Recently, at the 8th China Health Information Processing Conference (CHIP 2022), Yiming Technology achieved an outstanding third-place finish in the evaluation competition titled “Extracting Diagnosis and Treatment Decision Trees from Medical Texts.” This marks another breakthrough for Yiming Technology in the field of medical artificial intelligence, following its first-place achievement in the Chinese Medical Named Entity Recognition (CMeEE) task of the Chinese Biomedical Language Understanding Evaluation (CBLUE 2.0) benchmark. The 8th China Health Information Processing Conference (CHIP 2022), organized by the Professional Committee on Medical Health and Bioinformatics Processing of the Chinese Information Processing Society and hosted by Harbin Institute of Technology (Shenzhen), is one of the most significant academic conferences in the field of health information processing in China. Yiming Technology’s consecutive top-tier performances in medical AI evaluations fully demonstrate its profound data accumulation and robust research capabilities as a big data and artificial intelligence technology company specializing in the healthcare sector.

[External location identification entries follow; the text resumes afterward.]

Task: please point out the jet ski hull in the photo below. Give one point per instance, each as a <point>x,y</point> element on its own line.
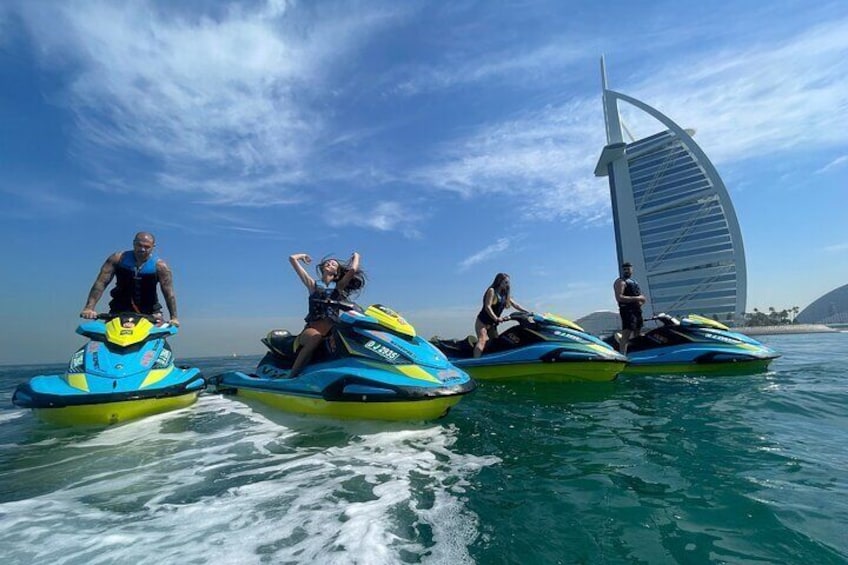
<point>581,371</point>
<point>54,400</point>
<point>348,397</point>
<point>112,413</point>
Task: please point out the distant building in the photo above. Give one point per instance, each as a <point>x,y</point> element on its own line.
<point>673,218</point>
<point>832,308</point>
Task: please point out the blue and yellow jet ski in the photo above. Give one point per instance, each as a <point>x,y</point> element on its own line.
<point>694,345</point>
<point>539,348</point>
<point>372,365</point>
<point>126,371</point>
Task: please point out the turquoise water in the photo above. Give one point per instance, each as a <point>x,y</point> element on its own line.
<point>748,469</point>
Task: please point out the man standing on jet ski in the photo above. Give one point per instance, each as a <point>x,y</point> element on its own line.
<point>137,274</point>
<point>630,300</point>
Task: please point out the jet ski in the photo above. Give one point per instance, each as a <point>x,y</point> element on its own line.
<point>694,345</point>
<point>371,365</point>
<point>540,348</point>
<point>125,371</point>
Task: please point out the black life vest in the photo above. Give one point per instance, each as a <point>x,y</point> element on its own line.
<point>135,286</point>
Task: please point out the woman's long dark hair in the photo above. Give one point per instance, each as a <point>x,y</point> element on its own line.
<point>501,280</point>
<point>356,284</point>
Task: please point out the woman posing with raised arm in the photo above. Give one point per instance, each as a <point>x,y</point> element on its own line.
<point>496,299</point>
<point>336,281</point>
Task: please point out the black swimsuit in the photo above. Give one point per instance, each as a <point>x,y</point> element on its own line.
<point>497,308</point>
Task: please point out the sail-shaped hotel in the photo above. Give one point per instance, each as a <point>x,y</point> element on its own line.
<point>673,218</point>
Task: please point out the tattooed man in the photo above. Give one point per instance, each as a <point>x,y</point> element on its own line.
<point>137,274</point>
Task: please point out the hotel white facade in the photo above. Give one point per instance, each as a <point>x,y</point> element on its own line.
<point>673,218</point>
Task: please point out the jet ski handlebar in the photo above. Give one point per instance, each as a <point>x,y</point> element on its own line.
<point>340,304</point>
<point>518,316</point>
<point>130,316</point>
<point>665,319</point>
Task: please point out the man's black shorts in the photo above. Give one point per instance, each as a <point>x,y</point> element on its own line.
<point>631,319</point>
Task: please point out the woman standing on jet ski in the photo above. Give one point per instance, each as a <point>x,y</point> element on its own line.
<point>496,299</point>
<point>336,282</point>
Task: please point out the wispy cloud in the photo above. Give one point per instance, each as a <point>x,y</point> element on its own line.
<point>234,95</point>
<point>836,248</point>
<point>523,67</point>
<point>29,202</point>
<point>836,163</point>
<point>760,99</point>
<point>384,216</point>
<point>485,254</point>
<point>745,103</point>
<point>543,160</point>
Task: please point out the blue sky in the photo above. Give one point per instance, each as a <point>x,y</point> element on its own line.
<point>444,141</point>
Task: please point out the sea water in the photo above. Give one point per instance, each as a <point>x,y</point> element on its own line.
<point>647,469</point>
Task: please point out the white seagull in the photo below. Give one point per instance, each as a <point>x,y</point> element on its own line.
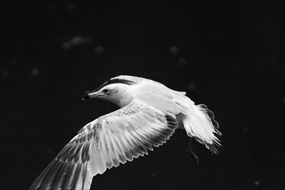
<point>149,114</point>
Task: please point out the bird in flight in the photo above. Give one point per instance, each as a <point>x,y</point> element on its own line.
<point>149,114</point>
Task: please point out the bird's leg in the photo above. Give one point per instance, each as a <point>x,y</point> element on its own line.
<point>190,149</point>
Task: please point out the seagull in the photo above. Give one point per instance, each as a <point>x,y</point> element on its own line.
<point>148,116</point>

Yiming Technology’s participation in the task of “Extracting Diagnostic and Treatment Decision Trees from Medical Texts” addresses a core challenge in developing intelligent healthcare systems, such as clinical decision support systems and medical education platforms. Traditionally, constructing diagnostic and treatment decision trees relies on manual efforts by medical experts, which is time-consuming, labor-intensive, and requires extensive domain knowledge. Therefore, exploring automated methods to extract diagnostic and treatment decisions from knowledge sources—such as clinical practice guidelines and medical textbooks—is highly significant. This task not only requires models to identify core entities and relationships within texts but also to integrate this information into a coherent decision-making workflow. It poses substantial demands on algorithmic performance and solution architecture, while offering considerable practical application value. In this evaluation, Yiming Technology leveraged its proprietary 1M-MedBert medical AI semantic model. Senior Algorithm Engineer Wu Zihong proposed a novel entity and entity-relation extraction architecture tailored for generating decision trees from medical texts, significantly improving the accuracy of triplet extraction and logical reasoning between triplets.
As a medical big data technology company, Yiming Technology possesses extensive capabilities in medical data acquisition and governance. The company specializes in medical data governance services. In terms of data acquisition, the Yiming Data Acquisition System replaces traditional manual entry, seamlessly integrating with all hospital systems to achieve fully automated data capture without human intervention. Regarding data parsing, the Yiming Intelligent Data Processing System enables data structuring and complex computations. By leveraging technologies such as data pipelines, rule engines, and natural language understanding, it assists healthcare institutions in the structured processing, analysis, and mining of electronic medical record (EMR)-related clinical documents, achieving accuracy levels that rank among the industry’s best. Meanwhile, Yiming Technology continues to invest in artificial intelligence R&D, having independently developed the 1M-MedBert medical AI semantic model. This model supports various medical natural language processing tasks, including medical text entity extraction, relation extraction, and text classification. Built upon 1M-MedBert, Yiming Technology has developed multiple algorithm models for practical applications, such as adverse event extraction from medical texts and surgical instrument extraction from operative records, thereby providing richer technical solutions for data processing in the medical field.
As a benchmark company in China’s medical big data sector, Yiming Technology has served hundreds of hospitals, institutions, and research groups across the country. Its continuous investment and technological breakthroughs in medical artificial intelligence will expand the scope of its services, deliver higher-dimensional and higher-quality data governance capabilities, and better serve its clients.